Walker was born at Logie House, in north-west Dundee the son of James Walker of J & H Walker, jute and flax spinners and weavers, and owners of the Dura Works. His mother was Susan Hutchison Cairns.

He was educated at the High School of Dundee, and attended some evening science classes by Frank W. Young. He had passed the entrance examination for the University of St Andrews, but instead joined his father's company. He stayed there for three years, then entered the University of Edinburgh to study sciences in 1882. Here he was inspired by Crum Brown's lectures in organic chemistry. He graduated with a BSc in 1885 and studied under Thomas Carnelley and wrote a thesis on the dehydration of metallic hydroxides by heat for which gained a doctorate in 1886. He worked as a demonstrator in 1886-86 and then spent three years in Germany, working with Ludwig Claisen, Adolf von Baeyer and Wilhelm Ostwald. Following Ostwald he joined the University of Leipzig and worked on affinity (disassociation) constants for which he received a PhD in 1889, he returned to Britain, working in Edinburgh and University College, London, before being appointed professor of chemistry at the University College, Dundee in 1894.

In 1890 he was elected a Fellow of the Royal Society of Edinburgh. His proposers were Alexander Crum Brown, John Gibson, Leonard Dobbin and Ralph Stockman. He was an active member of the Society serving many years as a Councillor and Vice President from 1916 to 1919. He won their Makdougall-Brisbane Prize for 1892-1894 and the Gunning Victoria Jubilee Prize for 1928 to 1932.

In 1908 he returned to Edinburgh to succeed Alexander Crum Brown as professor of Chemistry at the University of Edinburgh. He resided at 5 Wester Coates Road.

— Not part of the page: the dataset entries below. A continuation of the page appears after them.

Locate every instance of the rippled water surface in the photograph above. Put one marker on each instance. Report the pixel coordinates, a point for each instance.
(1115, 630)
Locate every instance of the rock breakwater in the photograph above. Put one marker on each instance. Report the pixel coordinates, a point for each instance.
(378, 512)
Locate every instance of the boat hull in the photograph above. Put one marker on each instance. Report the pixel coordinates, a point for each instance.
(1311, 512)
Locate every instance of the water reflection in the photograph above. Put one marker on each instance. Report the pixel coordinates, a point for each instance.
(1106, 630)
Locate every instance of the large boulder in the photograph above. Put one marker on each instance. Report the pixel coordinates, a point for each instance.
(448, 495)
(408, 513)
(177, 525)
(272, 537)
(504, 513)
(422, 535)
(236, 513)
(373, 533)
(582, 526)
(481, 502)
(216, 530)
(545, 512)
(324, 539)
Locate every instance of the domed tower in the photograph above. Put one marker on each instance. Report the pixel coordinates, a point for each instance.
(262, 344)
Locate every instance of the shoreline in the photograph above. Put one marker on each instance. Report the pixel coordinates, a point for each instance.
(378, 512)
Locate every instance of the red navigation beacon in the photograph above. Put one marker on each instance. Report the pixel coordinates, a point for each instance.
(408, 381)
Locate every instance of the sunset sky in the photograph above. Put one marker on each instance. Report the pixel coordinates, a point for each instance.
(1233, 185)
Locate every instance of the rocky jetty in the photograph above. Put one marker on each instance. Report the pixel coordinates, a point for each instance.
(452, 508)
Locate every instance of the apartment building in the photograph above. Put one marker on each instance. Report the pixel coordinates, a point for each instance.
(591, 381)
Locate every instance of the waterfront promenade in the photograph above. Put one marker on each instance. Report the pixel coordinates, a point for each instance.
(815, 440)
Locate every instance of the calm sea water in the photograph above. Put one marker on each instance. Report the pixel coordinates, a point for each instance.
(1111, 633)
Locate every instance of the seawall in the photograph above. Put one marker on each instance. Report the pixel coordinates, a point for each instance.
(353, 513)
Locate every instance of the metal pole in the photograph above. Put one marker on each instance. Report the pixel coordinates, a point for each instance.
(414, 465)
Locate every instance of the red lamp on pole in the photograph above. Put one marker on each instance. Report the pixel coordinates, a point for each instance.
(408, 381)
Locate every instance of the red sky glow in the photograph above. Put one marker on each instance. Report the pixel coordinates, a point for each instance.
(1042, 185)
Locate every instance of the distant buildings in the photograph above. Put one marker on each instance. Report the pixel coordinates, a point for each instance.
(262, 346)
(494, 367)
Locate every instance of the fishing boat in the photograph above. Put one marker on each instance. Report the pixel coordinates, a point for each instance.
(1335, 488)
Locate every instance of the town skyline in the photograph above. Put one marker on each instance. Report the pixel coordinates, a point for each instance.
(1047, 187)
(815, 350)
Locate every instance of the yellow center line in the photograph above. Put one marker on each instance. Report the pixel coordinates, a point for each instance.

Walker's main research interest was in physical chemistry. He investigated methods of electrolysis in the synthesis of dicarboxylic acids, the dissociation constants of acids and bases, and measured molecular weights by freezing point depression. While he is personally credited with no truly major discoveries, his most important role was as a populariser of the new and controversial physical chemistry theories of Ostwald, van't Hoff and Arrhenius in the English speaking world. This he did through his 1890 translation of Ostwald's Grundriss der allgemeinen Chemie (Outlines of General Chemistry), and his own textbook Introduction to Physical Chemistry (1899), which became a set text in many British universities.

During the First World War he oversaw the production of explosives on a remote site at Roslin south of Edinburgh. He was President of the Chemical Society 1921/23. Walker was elected a Fellow of the Royal Society in 1900, and was awarded a Davy Medal in 1926. He was knighted by King George V in 1921. He retired in 1928 and died in Edinburgh on 6 May 1935.

==Family==

In 1897 he married Annie Purcell Sedgwick (1871–1950), also a chemist, who graduated from the science tripos at Girton College, Cambridge in 1893. In that year, she was a research student under Norman Collie at University College, London, where she met Walker. From 1895 to 1897, she was assistant to Ida Freund and Resident Lecturer in Natural Science at Newnham College, Cambridge. She then worked as an assistant in physiology at the Balfour Biological Laboratory for Women from 1897–8. After their marriage, she co-authored a paper on tetraethylsuccinic acid with Walker. They were parents to the geologist Frederick Walker FRSE (1898-1968).